Now my question, but first one final tangent:
I’m a woodworker and do marquetry. I use veneers that are .6 and .3 mm s in thickness, and I dye these to assure color permanence. I have a vacuum pump that will pull around 24” of mercury and sometimes I use that to force the dye all the way through the wood. I hate the noise that pump makes,so I’ve adopted another method.
The new method involves quart mason jars 3/4 full of dye,into which I plunge the veneer. Then I put the jar in the microwave to heat the dye. Once the dye is boiling I put the lid on it and screw the ring tight and take everything out of the kitchen (I always do this when the wife is out). Then I stash the sealed jars and forget about them for a few hours.
When I return to my jar stash, they’ve cooled to room temp and created a vacuum that infuses the veneers with the dyes. This method is just as reliable the vacuum pump.
I’ve been trying to figure out how much vacuum pressure is in those jars once the water cools to around 70f. I know some of it is caused by the liquid, but most is due to vapor condensation— in other words, the 8 ounce empty volume is creating most of the vacuum.
Would anybody care to take the time, or suggest where I could find the info? Yes, I ought to know this, but I was probably asleep that day in school...
Good question. You’re pulling 24” Hg of vacuum and then allowing it cool which will increase the vacuum but by how much?
You need the GayLussac Law for the answer.
The expression Gay-Lussac’s law is used for each of the two relationships named after the French chemist Joseph Louis Gay-Lussac and which concern the properties of gases, though it is more usually applied to his law of combining volumes, the first listed here. The first law relates to volumes before and after a chemical reaction while the second concerns the pressure and temperature relationship for a sample of gas often known as Amontons’ Law.

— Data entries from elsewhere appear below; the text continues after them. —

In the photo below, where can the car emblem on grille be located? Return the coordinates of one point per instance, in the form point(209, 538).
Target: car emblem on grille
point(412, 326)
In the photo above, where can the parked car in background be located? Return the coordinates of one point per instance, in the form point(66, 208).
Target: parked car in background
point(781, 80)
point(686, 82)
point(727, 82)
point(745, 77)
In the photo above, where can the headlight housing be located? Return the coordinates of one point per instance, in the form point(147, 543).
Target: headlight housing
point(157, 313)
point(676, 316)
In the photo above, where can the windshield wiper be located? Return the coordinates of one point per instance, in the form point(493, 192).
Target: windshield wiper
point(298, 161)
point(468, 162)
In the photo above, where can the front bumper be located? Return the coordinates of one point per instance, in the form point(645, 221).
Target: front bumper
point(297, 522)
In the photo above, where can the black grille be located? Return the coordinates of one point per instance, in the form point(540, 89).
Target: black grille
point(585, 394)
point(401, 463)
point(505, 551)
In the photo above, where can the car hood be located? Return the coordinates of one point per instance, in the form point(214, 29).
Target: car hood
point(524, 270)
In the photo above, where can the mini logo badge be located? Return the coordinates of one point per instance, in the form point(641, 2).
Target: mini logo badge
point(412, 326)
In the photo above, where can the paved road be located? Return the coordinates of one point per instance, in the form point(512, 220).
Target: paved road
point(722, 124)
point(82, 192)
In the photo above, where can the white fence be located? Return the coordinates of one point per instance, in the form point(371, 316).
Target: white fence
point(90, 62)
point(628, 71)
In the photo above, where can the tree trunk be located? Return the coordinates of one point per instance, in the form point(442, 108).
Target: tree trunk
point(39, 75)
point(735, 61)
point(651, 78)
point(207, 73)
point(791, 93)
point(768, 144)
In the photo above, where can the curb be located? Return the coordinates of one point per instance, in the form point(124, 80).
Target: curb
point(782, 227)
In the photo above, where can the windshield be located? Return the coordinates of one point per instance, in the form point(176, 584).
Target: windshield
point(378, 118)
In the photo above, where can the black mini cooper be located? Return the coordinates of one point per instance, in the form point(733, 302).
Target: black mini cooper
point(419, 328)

http://en.wikipedia.org/wiki/Gay-Lussac%27s_law#Pressure-temperature_law
Pretty easy to figure out once you know the boiling temperature where you live.
I could work this out for you... if I had all the unknowns... which h there are many.
An easy model would be to assume that the gas in the mason jar is 100% saturated steam at 212 degrees F. After capping the jar, the steam cools and condenses to a liquid.
I the thing to consider is the unknowns... like... what is the actual mix of air and steam... what is the actual temperature of the gas... the liquid... what gas volume is lost when the lid deform inward... how does the volume of the jar change when cooled?
How about we just accept that it works and have a beer instead?
How about attaching a vacuum gauge to one of the mason jar lids?